LONDON (MNI) – Economic growth in the UK rose firmly in the third
quarter led by a boost from net trade and the largest rise in household
spending for two years, figures from National Statistics showed Tuesday.

GDP was unrevised on the quarter at 1%, a boundback from the
Jubilee related downturn in Q2, and revised down slightly to show a
small fall of 0.1% on the year from the initially estimated unchanged
outturn.

Some commentators may cheer the latest rise in household spending,
which rose 0.6% on the quarter, the highest since Q2 2010, as a sign of
a turn in the economy, but the poor income background of the consumer
suggests we are unlikely to see significant growth sustained here.

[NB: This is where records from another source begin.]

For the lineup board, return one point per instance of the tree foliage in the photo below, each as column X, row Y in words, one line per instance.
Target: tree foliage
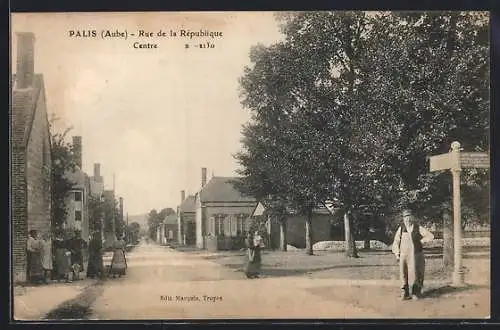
column 349, row 106
column 63, row 162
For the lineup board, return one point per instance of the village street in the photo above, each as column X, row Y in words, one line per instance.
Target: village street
column 157, row 274
column 165, row 284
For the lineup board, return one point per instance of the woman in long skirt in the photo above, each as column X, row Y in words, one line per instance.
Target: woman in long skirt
column 118, row 262
column 34, row 247
column 253, row 258
column 62, row 259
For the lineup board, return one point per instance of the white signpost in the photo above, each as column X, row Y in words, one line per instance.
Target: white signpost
column 455, row 161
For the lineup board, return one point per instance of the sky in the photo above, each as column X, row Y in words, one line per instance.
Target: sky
column 151, row 117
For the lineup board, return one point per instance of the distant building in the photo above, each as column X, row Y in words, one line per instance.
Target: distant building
column 30, row 155
column 170, row 229
column 77, row 211
column 222, row 214
column 186, row 220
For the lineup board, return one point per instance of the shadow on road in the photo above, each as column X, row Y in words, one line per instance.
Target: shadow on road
column 280, row 272
column 70, row 313
column 448, row 289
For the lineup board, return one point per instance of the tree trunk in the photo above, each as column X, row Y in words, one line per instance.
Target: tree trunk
column 447, row 239
column 351, row 251
column 283, row 240
column 309, row 236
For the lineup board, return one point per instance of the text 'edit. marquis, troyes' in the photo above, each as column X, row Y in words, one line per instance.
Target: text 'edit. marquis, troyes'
column 150, row 39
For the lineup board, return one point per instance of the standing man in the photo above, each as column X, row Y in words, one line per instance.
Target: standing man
column 408, row 249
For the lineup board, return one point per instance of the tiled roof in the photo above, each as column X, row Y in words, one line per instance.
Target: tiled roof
column 188, row 205
column 221, row 189
column 170, row 219
column 78, row 177
column 23, row 110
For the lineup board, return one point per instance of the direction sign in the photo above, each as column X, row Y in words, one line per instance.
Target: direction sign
column 440, row 162
column 475, row 159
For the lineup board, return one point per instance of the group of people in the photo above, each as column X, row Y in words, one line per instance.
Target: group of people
column 55, row 257
column 407, row 247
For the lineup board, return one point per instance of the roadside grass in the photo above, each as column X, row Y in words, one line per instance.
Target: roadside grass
column 370, row 265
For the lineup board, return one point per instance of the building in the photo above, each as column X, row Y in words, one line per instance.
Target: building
column 221, row 214
column 186, row 220
column 170, row 229
column 30, row 155
column 77, row 211
column 323, row 226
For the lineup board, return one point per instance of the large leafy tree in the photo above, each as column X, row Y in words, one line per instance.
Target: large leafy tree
column 349, row 106
column 429, row 79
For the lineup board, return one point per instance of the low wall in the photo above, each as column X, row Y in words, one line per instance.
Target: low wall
column 224, row 243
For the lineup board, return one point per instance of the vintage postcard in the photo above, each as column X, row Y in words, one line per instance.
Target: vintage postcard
column 250, row 165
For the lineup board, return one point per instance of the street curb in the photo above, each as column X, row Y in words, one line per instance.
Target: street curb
column 78, row 307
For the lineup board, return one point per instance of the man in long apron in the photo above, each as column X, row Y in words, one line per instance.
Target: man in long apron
column 408, row 249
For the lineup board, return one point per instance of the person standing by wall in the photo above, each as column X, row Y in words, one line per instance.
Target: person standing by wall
column 118, row 262
column 34, row 249
column 62, row 257
column 408, row 249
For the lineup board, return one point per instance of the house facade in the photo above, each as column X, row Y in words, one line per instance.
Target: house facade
column 323, row 227
column 30, row 156
column 186, row 220
column 167, row 231
column 222, row 214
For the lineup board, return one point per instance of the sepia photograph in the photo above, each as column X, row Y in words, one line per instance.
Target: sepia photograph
column 250, row 165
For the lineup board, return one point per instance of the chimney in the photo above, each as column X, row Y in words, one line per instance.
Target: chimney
column 77, row 150
column 203, row 176
column 97, row 170
column 25, row 59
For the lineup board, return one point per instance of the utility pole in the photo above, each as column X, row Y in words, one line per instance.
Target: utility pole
column 454, row 161
column 128, row 231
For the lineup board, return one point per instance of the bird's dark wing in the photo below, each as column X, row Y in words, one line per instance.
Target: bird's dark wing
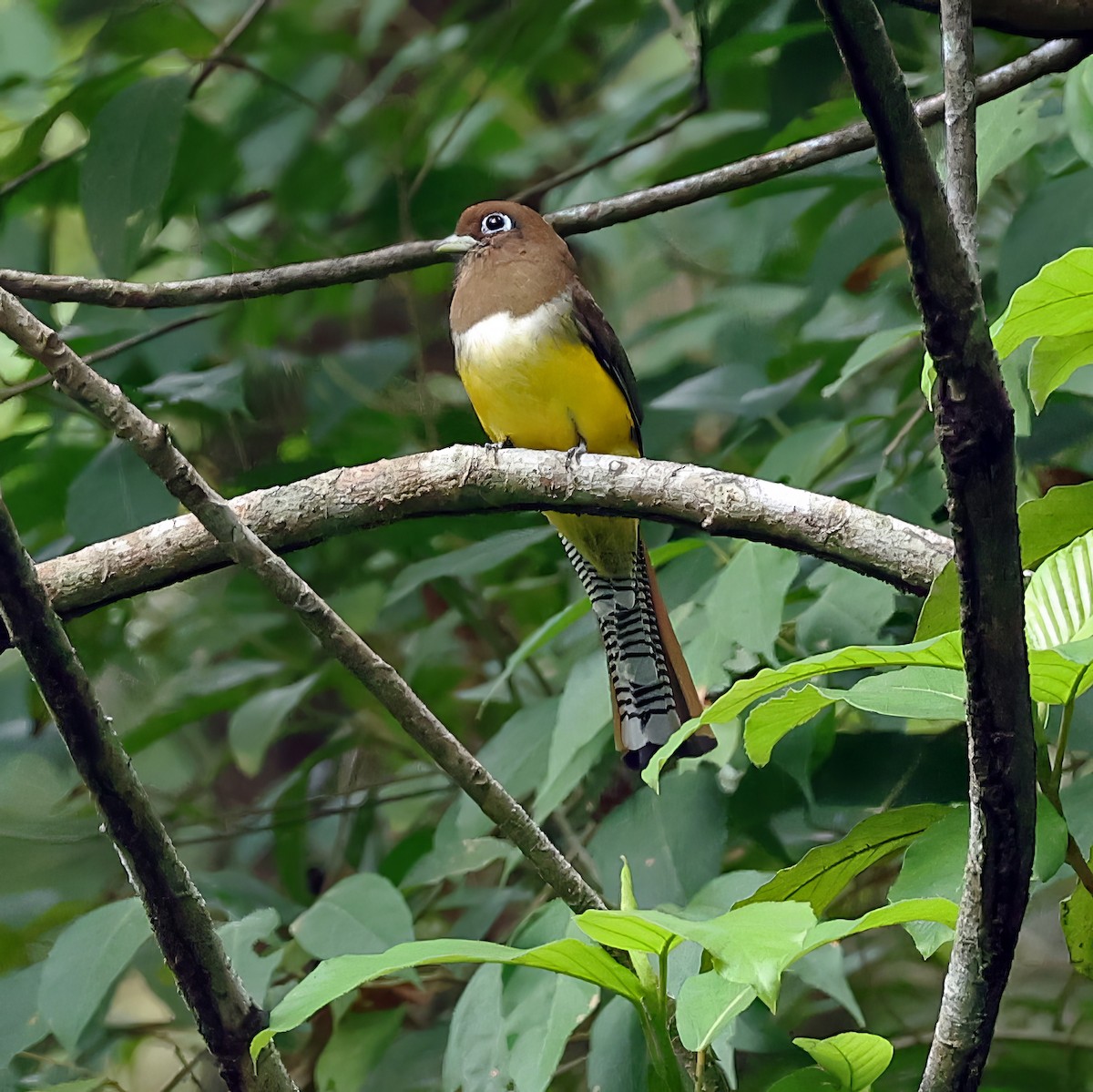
column 597, row 333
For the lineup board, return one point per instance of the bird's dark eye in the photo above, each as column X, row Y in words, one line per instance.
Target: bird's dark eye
column 495, row 222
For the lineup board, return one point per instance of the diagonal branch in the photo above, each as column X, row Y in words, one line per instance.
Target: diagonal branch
column 225, row 1015
column 475, row 480
column 1053, row 57
column 109, row 405
column 976, row 434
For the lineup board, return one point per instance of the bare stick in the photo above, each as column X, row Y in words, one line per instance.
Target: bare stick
column 109, row 405
column 227, row 1017
column 1034, row 17
column 467, row 480
column 976, row 433
column 1054, row 57
column 222, row 47
column 957, row 57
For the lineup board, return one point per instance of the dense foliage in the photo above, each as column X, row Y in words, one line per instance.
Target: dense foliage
column 773, row 333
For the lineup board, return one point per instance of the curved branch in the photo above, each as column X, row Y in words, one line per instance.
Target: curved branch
column 1054, row 57
column 227, row 1017
column 475, row 480
column 976, row 435
column 150, row 441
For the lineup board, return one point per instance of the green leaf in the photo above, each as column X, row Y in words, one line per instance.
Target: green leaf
column 627, row 929
column 807, row 1080
column 823, row 873
column 240, row 938
column 476, row 1054
column 83, row 964
column 900, row 913
column 1076, row 915
column 458, row 857
column 851, row 610
column 358, row 916
column 824, row 968
column 1047, row 523
column 1054, row 361
column 752, row 944
column 1057, row 301
column 1006, row 128
column 853, row 1058
column 1078, row 108
column 673, row 841
column 20, row 1026
column 706, row 1005
column 924, row 693
column 345, row 973
column 1059, row 597
column 114, row 495
column 468, row 561
column 355, row 1045
column 617, row 1054
column 872, row 349
column 127, row 168
column 257, row 721
column 940, row 651
column 944, row 650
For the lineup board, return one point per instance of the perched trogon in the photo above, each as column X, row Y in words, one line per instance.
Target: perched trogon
column 544, row 370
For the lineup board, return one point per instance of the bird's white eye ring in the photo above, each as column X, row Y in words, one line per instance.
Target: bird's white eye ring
column 495, row 222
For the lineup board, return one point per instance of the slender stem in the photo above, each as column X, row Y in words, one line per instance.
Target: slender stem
column 976, row 435
column 1056, row 56
column 108, row 404
column 227, row 1017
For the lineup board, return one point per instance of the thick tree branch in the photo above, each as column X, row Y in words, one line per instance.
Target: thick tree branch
column 1054, row 57
column 464, row 480
column 976, row 432
column 225, row 1015
column 109, row 405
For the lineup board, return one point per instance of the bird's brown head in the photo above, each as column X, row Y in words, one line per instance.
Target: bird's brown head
column 511, row 260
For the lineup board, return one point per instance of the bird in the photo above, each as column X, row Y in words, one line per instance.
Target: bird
column 544, row 370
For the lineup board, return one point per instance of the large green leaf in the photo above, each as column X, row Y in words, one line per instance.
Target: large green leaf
column 944, row 650
column 706, row 1005
column 853, row 1058
column 130, row 157
column 83, row 964
column 1076, row 915
column 824, row 872
column 1059, row 598
column 345, row 973
column 360, row 915
column 1054, row 361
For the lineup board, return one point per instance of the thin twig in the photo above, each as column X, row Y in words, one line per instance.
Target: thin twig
column 474, row 480
column 9, row 187
column 957, row 55
column 102, row 354
column 976, row 434
column 150, row 441
column 222, row 47
column 699, row 103
column 1053, row 57
column 225, row 1015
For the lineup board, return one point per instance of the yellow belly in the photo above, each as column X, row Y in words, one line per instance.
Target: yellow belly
column 549, row 393
column 550, row 398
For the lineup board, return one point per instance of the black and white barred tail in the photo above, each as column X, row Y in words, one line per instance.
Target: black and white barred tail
column 649, row 681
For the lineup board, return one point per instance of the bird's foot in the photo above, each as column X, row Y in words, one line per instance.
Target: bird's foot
column 493, row 448
column 573, row 456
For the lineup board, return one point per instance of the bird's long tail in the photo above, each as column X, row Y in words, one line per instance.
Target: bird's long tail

More cheer should be made for the external sector, with net trade
adding 0.7 percentage point to growth in Q3 — exactly the sort of
growth the UK economy needs to sustain. Again, though, the latest rise
needs to be put in the context of a 0.8 percentage point drag in the
previous quarter.

The Bank of England certainly doesn’t see the large rise in growth
in Q2 as likely to be sustained. In its latest Inflation Report the BOE
implicitly forecast a decline in GDP on the quarter in Q4, according to
MNI forecasts.

Government spending continued to help drive GDP growth, rising 0.6%
on the quarter, and investment spending also helped, rising 0.5%.

On an output basis, growth was driven by a 1.3% rise on the quarter
in services and a 0.9% in industrial production.

Construction output continued to fall, declining 2.6% on the
quarter in Q3 following a 3% rise in the previous quarter.